Purpose
Describe the steps you need to build and test a 1.8 Lustre system (MGS, MDT, MDS, OSS, OST, client) on a CentOS 5 Toro machine.
Prerequisite
- Account on Toro
- Reservations on the nodes: client-10, client-11, client-12
- CentOS 5 provisioned on client-10 using loadhudsonbuild.rb
Overview
Lustre 1.8 servers require a patched and compiled kernel. Patches are readily available in the Whamcloud git source repository. The test suite is included with the Lustre 1.8 source.
Procedure
The procedure requires that a OS is setup for development - this includes Lustre source and kernel headers. Once setup, a new kernel can be patched, compiled, run and tested. Building a RPM based kernel is described in detail on the Lustre.org wiki.
Provision Machine
Once CentOS5.5 is provisioned on client-10 login as root.
- Install development tools:
yum groupinstall "Development Tools"
- Install a bunch of useful stuff:
yum install rpm-build redhat-rpm-config unifdef gnupg quilt git
- Create a user
build
with the home directory/build
useradd -d /build build
- Switch to user
su build
- Change to directory
~build
- Get the 1.8 branch from the Whamcloud git account.

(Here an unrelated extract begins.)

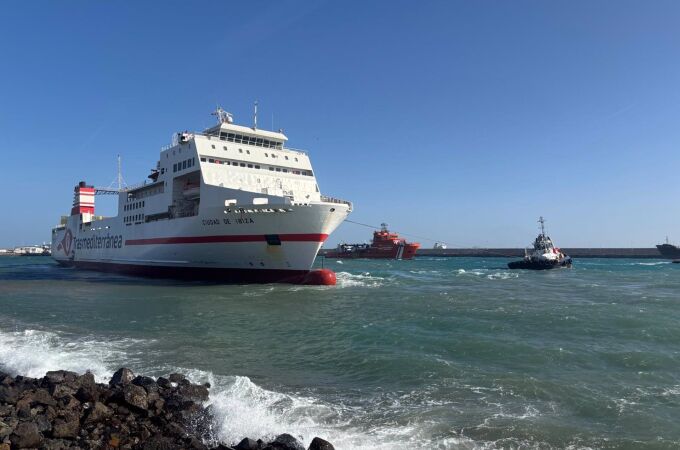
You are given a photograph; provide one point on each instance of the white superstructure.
(231, 203)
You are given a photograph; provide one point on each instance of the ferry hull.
(218, 275)
(229, 248)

git clone git://git.whamcloud.com/fs/lustre-release.git cd lustre-release git checkout --track -b b1_8 origin/b1_8
- Run
sh ./autogen.sh
- Resolve the outstanding dependencies until
autogen.sh
completes successfully. Success will look like:[root@client-10 lustre-release]# sh ./autogen.sh Checking for a complete tree... checking for automake-1.9 >= 1.9... found 1.9.6 ... Running automake-1.9... Running autoconf... [root@client-10 lustre-release]#
Prepeare the kernel source
This section of the walk-thru is taken from http://wiki.centos.org/HowTos/Custom_Kernel
- Get the kernel source. First create the directory structure, then get the source from the RPM. Create a
.rpmmacros
file to install the kernel source in our user dir.cd mkdir -p kernel/rpmbuild/{BUILD,RPMS,SOURCES,SPECS,SRPMS} cd kernel echo '%_topdir %(echo $HOME)/kernel/rpmbuild' > ~/.rpmmacros
- Install the kernel source:
rpm -i http://mirror.centos.org/centos/5/updates/SRPMS/kernel-2.6.18-194.32.1.el5.src.rpm 2>&1 | grep -v mockb
- Expand the source. Using rpmbuild will also apply CentOS patches.

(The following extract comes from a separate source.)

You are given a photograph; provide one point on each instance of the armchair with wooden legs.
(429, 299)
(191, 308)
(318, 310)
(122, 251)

cd ~/kernel/rpmbuild/SPECS rpmbuild -bp --target=`uname -m` ./kernel-2.6.spec
This should return a bunch of stuff and end:... + echo 'Patch #20216 (xen-hvm-correct-accuracy-of-pmtimer.patch):' Patch #20216 (xen-hvm-correct-accuracy-of-pmtimer.patch): + patch -p1 --fuzz=2 -s + exit 0
At this point, we now have a kernel souce, with all the CentOS patches applied, residing in the directory /build/kernel/rpmbuild/BUILD/kernel-2.6.18/linux-2.6.18.x86_64
Patch the kernel source with the Lustre code.

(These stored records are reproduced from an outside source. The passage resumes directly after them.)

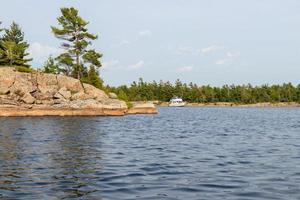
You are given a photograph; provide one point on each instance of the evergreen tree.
(93, 78)
(50, 66)
(65, 64)
(76, 39)
(13, 47)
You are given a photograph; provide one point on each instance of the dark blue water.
(181, 153)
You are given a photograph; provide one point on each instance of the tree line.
(80, 61)
(77, 59)
(244, 94)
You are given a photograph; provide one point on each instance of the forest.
(193, 93)
(81, 61)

- Add a unique build id so we can be certain our kernel is booted. Edit
~build/kernel/rpmbuild/BUILD/kernel-2.6.18/linux-2.6.18.x86_64/Makefile
and modify lin 4, theEXTRAVERSION
to read:EXTRAVERSION = -lustre18
- enter the directory
/build/kernel/rpmbuild/BUILD/kernel-2.6.18/linux-2.6.18.x86_64
- overwrite the
.config
file with/build/lustre-release/lustre/kernel_patches/kernel_configs/kernel-2.6.18-2.6-rhel5-x86_64.config
cp /build/lustre-release/lustre/kernel_patches/kernel_configs/kernel-2.6.18-2.6-rhel5-x86_64-smp.config ./.config
- link the Lustre series and patches
ln -s ~/lustre-release/lustre/kernel_patches/series/2.6-rhel5.series series ln -s ~/lustre-release/lustre/kernel_patches/patches patches
- Apply the patches to the kernel source using quilt
quilt push -av ... ... Applying patch patches/jbd2_stats_proc_init-wrong-place.patch patching file fs/jbd2/journal.c Hunk #1 succeeded at 1042 (offset 143 lines). Now at patch patches/jbd2_stats_proc_init-wrong-place.patch
Build the new kernel as an RPM.
- Go into the kernel source directory and issue the following commands to build a kernel rpm.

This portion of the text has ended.